The other week I was very publicly criticised by another photographer on a Flickr site that I belonged to. It was partly my own fault and in that respect I deserved the mauling I got. Not from this particular photographer though who took it upon himself to have a go at me, in a sense to kick me when I was down. To cut a long story short he told me and I quote, “Yur pictures are OK but they are not nearly as good as you think they are.” Yeah I know he couldn’t spell “Your” but that’s a mute point. What he should have said is that my pictures were not as good as I think they were ‘in his opinion’ which maybe splitting hairs and you could argue that, as he was the author, then of course it was his opinion !! It wasn’t just this that irritated me, it was that he then failed to tell me ( not that I particularly cared ! ) by what criteria he was judging my work. I think what really rankled him was that I’d not asked him for feedback some months earlier when I contacted him on another issue. He obviously thought himself important enough and successful enough to review my work ?

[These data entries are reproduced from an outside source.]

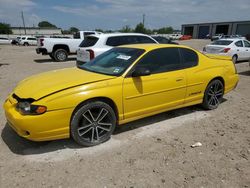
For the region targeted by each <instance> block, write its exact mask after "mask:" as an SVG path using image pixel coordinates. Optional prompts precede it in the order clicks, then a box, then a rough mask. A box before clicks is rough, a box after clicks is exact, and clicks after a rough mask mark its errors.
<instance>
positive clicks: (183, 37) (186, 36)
mask: <svg viewBox="0 0 250 188" xmlns="http://www.w3.org/2000/svg"><path fill="white" fill-rule="evenodd" d="M190 39H192V36H191V35H183V36H182V37H181V38H180V39H179V40H190Z"/></svg>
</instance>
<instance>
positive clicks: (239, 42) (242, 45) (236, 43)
mask: <svg viewBox="0 0 250 188" xmlns="http://www.w3.org/2000/svg"><path fill="white" fill-rule="evenodd" d="M235 46H237V47H243V43H242V41H241V40H240V41H238V42H236V43H235Z"/></svg>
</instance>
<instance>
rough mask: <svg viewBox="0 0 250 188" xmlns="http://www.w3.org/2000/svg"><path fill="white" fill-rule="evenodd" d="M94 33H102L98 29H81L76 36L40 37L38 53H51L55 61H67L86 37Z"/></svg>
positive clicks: (43, 53) (51, 55)
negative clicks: (64, 37) (69, 57)
mask: <svg viewBox="0 0 250 188" xmlns="http://www.w3.org/2000/svg"><path fill="white" fill-rule="evenodd" d="M92 34H100V32H96V31H79V32H77V33H76V34H75V35H74V38H73V39H72V38H39V39H38V42H37V48H36V53H37V54H40V53H41V54H42V55H49V56H50V57H51V59H53V60H55V61H66V60H67V58H68V55H71V54H76V51H77V49H78V47H79V45H80V44H81V42H82V41H83V40H84V37H85V36H87V35H92Z"/></svg>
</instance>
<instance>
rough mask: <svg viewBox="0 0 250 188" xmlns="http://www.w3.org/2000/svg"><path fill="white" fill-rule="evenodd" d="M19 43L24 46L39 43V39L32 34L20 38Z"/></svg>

Anyway before I replied to him privately ( I really didn’t want to embarrass him publicly ) I took a look at his website and his own work. I have to say he does some decent stuff and he’s had a little success. I’ve provided a link to his website in my Links but what surprised me is that in his Bio this ‘street photographer’ claimed to have no interests. If a photographer claims to have no interests other than photography itself, the question at some point must surely be what informs their photography ? How does a photographer make work if they are not interested in anything ? If a photographer goes out and takes photographs of trees they must surely be interested in trees if only on a superficial level ? For the reader of this thread I cannot necessarily provide you with answers but what I do believe is that sooner or later if you go down the road less travelled as a photographer the question of what informs your photography will arise. Only you can and must answer that ! For the street photographer inevitably you will study the work of other street photographers ( including my erstwhile friend maybe ? ). You will study the critically acclaimed such as Winogrand, Friedlander, Frank, Klein, Erwitt, Arbus, Cartier-Bresson the list is almost endless and undoubtedly you will be influenced by them. You will also read books about photography and photographers. That’s how it should be, but sooner or later you will need to find your own unique voice and vision and part of that process will be to ask yourself that important question, What informs my photography ? I myself am still in that process and I even think it’s a process without end, a permanently on-going process. If I were to say that everything informs my photography that would not be particularly helpful to you the reader, even if I do believe it to be true.
How can I be more helpful ? Well it seems to me that a street photographer cannot truly create an important body of work if they are not interested in the human condition or the Society and structure of the place they are operating in. Neither can they document a place if at least they don’t have a basic knowledge of the politics local or national of the place they are in. Either that or at some point they are prepared to look at subjects such as sociology, psychology, philosophy, anthropology and even fictional work in respect of their chosen environment. For the past two years I’ve been reading everything I can get my hands on by the American author John Steinbeck ( Grapes of Wrath, East of Eden, Tortilla Flat, etc etc ) He’s a particular favourite of mine and I don’t recall him mentioning photography once in those works but yet I feel he’s influenced my photographic thinking as much if not more by his telling of the human condition than the self study of any of those photographers I’ve mentioned above.
I make no special claims about my own photography that you see on this Blog but what I can tell you is that it tries to be informed by much more than the subject itself.